Title

Emergency Medical Services Clinicians' Perspectives on Pediatric Non-Transport

Document Type

Journal Article

Publication Date

8-29-2022

Journal

Prehospital emergency care

DOI

10.1080/10903127.2022.2108180

Abstract

OBJECTIVES: Emergency medical services clinicians do not transport one-third of all children assessed, even without official pediatric non-transport protocols. Little is known about how EMS clinicians and caregivers decide not to transport a child. Our objectives were to describe how EMS clinicians currently decide whether or not to transport a child and identify barriers to and enablers of successfully implementing an EMS clinician-initiated pediatric non-transport protocol. METHODS: We conducted six virtual focus groups with EMS clinicians from the mid-Atlantic. A PhD trained facilitator moderated all groups using a semi-structured moderator guide. Multiple investigators independently coded a deidentified sample transcript. One team member then completed axial coding of the remaining transcripts. Thematic saturation was achieved. Clusters of similar codes were grouped into themes by consensus. RESULTS: We recruited 50 participants, of whom 70% were paramedics and 28% emergency medical technicians. There was agreement that caregivers often use 9-1-1 for low acuity complaints. Participants stated that non-transport usually occurs after shared decision-making between EMS clinicians and caregivers; EMS clinicians advise whether transport is necessary, but caregivers are responsible for making the final decision and signing refusal documentation.
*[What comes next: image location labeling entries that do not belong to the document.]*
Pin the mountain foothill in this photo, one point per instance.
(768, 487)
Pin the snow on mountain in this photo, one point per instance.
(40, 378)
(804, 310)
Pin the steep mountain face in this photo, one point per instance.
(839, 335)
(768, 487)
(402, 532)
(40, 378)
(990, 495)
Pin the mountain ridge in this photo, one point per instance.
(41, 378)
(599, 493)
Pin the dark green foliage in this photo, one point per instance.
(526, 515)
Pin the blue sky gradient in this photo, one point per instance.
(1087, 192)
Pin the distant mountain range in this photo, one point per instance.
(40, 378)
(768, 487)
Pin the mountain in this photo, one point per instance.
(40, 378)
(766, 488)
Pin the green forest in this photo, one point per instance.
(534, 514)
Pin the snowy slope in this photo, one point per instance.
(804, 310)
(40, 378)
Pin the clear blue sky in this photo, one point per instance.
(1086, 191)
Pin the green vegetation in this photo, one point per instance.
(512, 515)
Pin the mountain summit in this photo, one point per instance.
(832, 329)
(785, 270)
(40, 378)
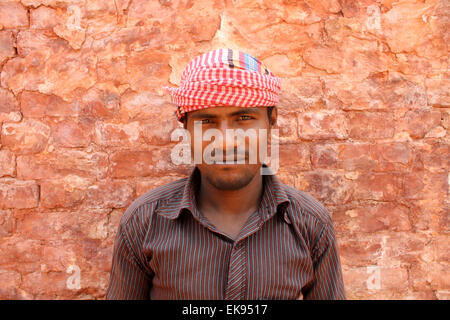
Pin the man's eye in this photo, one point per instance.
(245, 117)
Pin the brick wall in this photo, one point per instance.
(85, 129)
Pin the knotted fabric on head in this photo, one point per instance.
(224, 77)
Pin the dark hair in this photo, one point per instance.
(269, 114)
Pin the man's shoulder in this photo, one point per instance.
(151, 199)
(307, 206)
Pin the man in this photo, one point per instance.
(226, 231)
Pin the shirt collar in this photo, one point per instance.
(274, 198)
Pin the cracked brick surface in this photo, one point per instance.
(85, 128)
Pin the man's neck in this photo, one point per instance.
(232, 203)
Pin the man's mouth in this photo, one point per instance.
(237, 160)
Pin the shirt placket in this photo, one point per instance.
(237, 272)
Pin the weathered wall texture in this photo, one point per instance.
(85, 126)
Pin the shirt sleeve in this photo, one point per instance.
(328, 282)
(129, 279)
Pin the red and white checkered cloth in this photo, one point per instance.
(225, 77)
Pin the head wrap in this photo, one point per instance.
(224, 77)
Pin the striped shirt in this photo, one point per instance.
(166, 249)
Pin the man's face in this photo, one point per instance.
(230, 176)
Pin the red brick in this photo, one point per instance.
(432, 154)
(324, 156)
(392, 279)
(7, 224)
(147, 69)
(72, 133)
(10, 281)
(372, 218)
(7, 44)
(393, 156)
(65, 225)
(425, 185)
(110, 194)
(145, 106)
(419, 122)
(325, 186)
(8, 102)
(118, 134)
(60, 163)
(430, 214)
(20, 254)
(295, 156)
(145, 185)
(360, 251)
(287, 127)
(319, 125)
(355, 156)
(63, 193)
(144, 163)
(7, 163)
(378, 186)
(13, 15)
(100, 103)
(370, 125)
(26, 137)
(44, 18)
(404, 249)
(18, 194)
(38, 105)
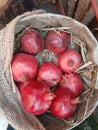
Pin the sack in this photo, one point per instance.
(10, 101)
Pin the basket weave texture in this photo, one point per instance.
(10, 102)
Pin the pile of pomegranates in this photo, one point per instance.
(48, 86)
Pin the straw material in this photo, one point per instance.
(10, 102)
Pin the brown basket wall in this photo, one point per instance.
(10, 103)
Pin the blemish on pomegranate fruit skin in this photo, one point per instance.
(57, 43)
(36, 97)
(61, 105)
(50, 73)
(70, 60)
(73, 82)
(24, 67)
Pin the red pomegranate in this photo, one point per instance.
(73, 82)
(64, 103)
(36, 97)
(24, 67)
(57, 43)
(50, 73)
(70, 60)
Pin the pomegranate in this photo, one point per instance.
(36, 97)
(22, 85)
(57, 43)
(64, 104)
(70, 60)
(50, 73)
(24, 67)
(32, 41)
(73, 82)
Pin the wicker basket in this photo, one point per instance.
(10, 102)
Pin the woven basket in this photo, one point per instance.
(10, 102)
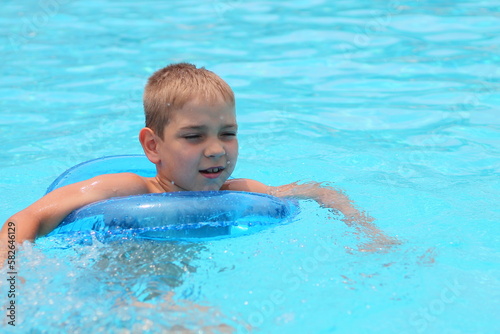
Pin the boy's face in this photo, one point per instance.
(199, 147)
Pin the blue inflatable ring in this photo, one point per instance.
(176, 215)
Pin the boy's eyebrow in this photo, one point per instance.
(204, 127)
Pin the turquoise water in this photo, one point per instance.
(395, 102)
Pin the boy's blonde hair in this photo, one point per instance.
(171, 87)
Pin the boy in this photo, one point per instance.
(191, 137)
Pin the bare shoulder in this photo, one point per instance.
(120, 184)
(245, 185)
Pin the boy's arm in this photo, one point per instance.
(45, 214)
(327, 197)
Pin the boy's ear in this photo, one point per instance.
(149, 142)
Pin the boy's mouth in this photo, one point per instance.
(212, 172)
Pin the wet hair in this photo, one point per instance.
(171, 87)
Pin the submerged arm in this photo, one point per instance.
(327, 197)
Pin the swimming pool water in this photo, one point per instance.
(396, 102)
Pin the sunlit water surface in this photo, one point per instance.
(395, 102)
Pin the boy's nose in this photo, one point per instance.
(215, 150)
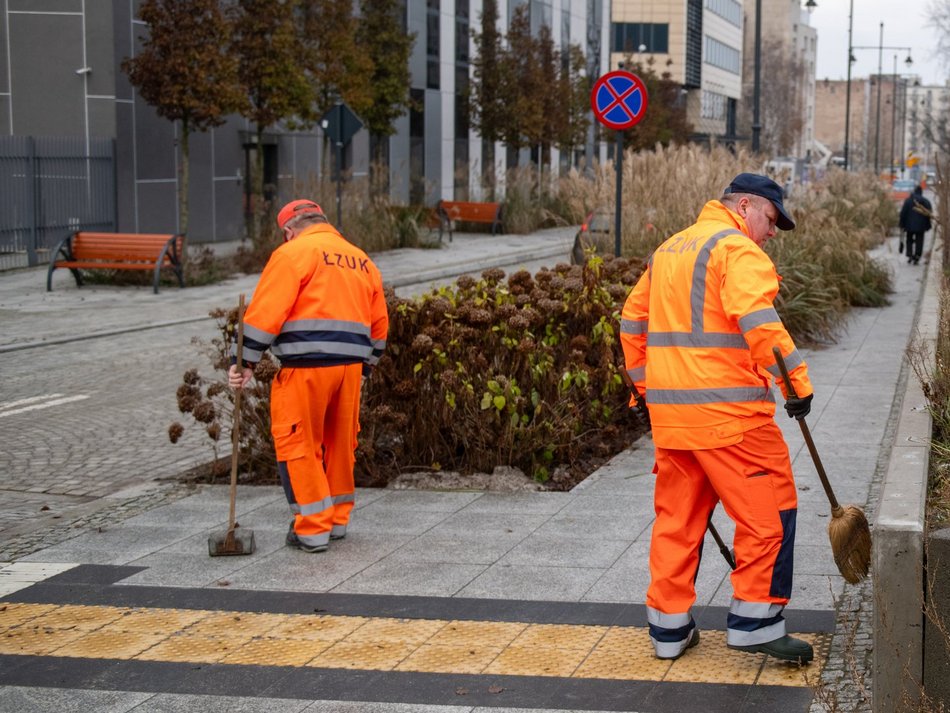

Subthemes for how non-transport decisions were made included the presence of agency protocols, caregiver preferences, absence of a guardian on the scene, EMS clinician variability, and distance to the nearest ED. Participants identified the following features that would enable successful implementation of an EMS clinician-initiated non-transport process: a user-friendly interface, clear protocol endpoints, the inclusion of vital sign parameters, resources to leave with caregivers, and optional direct medical oversight. CONCLUSIONS: EMS clinicians in our study agreed that non-transport is currently a caregiver decision, but noted a collaborative process of shared decision-making where EMS clinicians advise caregivers whether transport is indicated. Further research is needed to understand the safety of this practice. This study suggests there may be a need for EMS-initiated alternative disposition/non-transport protocols.